A empresa avançou igualmente que está a levar a cabo um reajustamento da estratégia em Cabo Verde, “procurando implementar mudanças estruturais, a nível de gestão e a nível técnico, que permitam corrigir e suprimir os constrangimentos verificados até ao momento”. “A BestFly continuará a fazer investimentos na sua operação em Cabo Verde que terão reflexo a curto prazo”, refere o mesmo comunicado.
“Neste momento, a BestFly World Wide tem como objectivo maior assegurar que a sua operação em Cabo Verde esteja estabilizada até ao início do Verão de 2024, garantindo um serviço de qualidade, a melhoria da pontualidade e o reforço da confiabilidade e previsibilidade das ligações providenciadas pela companhia”, lê-se no mesmo documento.
“A TICV assume com orgulho a sua missão de servir Cabo Verde e os cabo-verdianos, assegurando um serviço imprescindível para o desenvolvimento económico e para a coesão social do país. Estamos a trabalhar de forma contínua para ajustar a nossa operação e garantir melhorias efectivas, com reforço na confiabilidade e na qualidade do serviço que prestamos. Estamos convictos de que a revisão da nossa estratégia e o reforço de investimento terão efeitos tangíveis na qualidade do transporte aéreo interilhas. Tudo faremos para continuar a apoiar e promover a ligação entre pessoas, a coesão entre ilhas e a união em Cabo Verde”, disse Nuno Pereira, CEO da BestFly World Wide.

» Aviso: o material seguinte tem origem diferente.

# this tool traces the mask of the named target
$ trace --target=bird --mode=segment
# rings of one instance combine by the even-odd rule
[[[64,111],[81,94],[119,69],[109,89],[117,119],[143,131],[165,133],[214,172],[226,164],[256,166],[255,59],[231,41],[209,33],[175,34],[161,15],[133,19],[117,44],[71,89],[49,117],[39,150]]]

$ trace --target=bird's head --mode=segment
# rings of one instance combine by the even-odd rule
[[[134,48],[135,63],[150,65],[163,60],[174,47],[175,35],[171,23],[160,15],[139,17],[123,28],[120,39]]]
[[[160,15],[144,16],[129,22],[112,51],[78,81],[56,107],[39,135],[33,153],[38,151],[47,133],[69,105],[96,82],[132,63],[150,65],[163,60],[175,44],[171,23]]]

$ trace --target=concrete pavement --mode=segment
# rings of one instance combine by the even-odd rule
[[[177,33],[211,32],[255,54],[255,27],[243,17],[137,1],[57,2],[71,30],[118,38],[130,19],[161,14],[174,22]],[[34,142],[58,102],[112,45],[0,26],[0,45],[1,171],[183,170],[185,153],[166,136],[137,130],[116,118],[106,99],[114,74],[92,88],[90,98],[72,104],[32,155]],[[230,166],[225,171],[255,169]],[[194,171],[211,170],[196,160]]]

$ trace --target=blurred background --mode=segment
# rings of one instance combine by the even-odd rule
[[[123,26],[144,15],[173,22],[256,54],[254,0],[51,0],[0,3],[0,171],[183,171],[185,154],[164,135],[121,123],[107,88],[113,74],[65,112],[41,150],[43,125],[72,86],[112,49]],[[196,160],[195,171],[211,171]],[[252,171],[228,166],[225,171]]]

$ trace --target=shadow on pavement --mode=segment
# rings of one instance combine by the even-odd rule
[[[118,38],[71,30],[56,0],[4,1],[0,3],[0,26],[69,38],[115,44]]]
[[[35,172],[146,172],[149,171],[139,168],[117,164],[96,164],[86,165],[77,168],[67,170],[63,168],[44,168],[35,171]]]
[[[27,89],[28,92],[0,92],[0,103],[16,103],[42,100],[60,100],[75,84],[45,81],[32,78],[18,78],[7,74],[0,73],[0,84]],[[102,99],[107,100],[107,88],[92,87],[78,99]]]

A BestFly World Wide informou ainda que já está em curso a venda de bilhetes para a programação de Verão IATA 2024, estando a companhia a trabalhar para responder à procura e assegurar o número de voos necessários. “A demora na efectivação da comercialização desses bilhetes não esteve relacionada com a acção operacional da TICV, tendo-se devido, exclusivamente, ao atraso na emissão de slots por parte da Cabo Verde Airports, devido a obras planeadas para aeroportos do país”, justificou.
Texto originalmente publicado na edição impressa do Expresso das Ilhas nº 1161 de 28 de Fevereiro de 2024.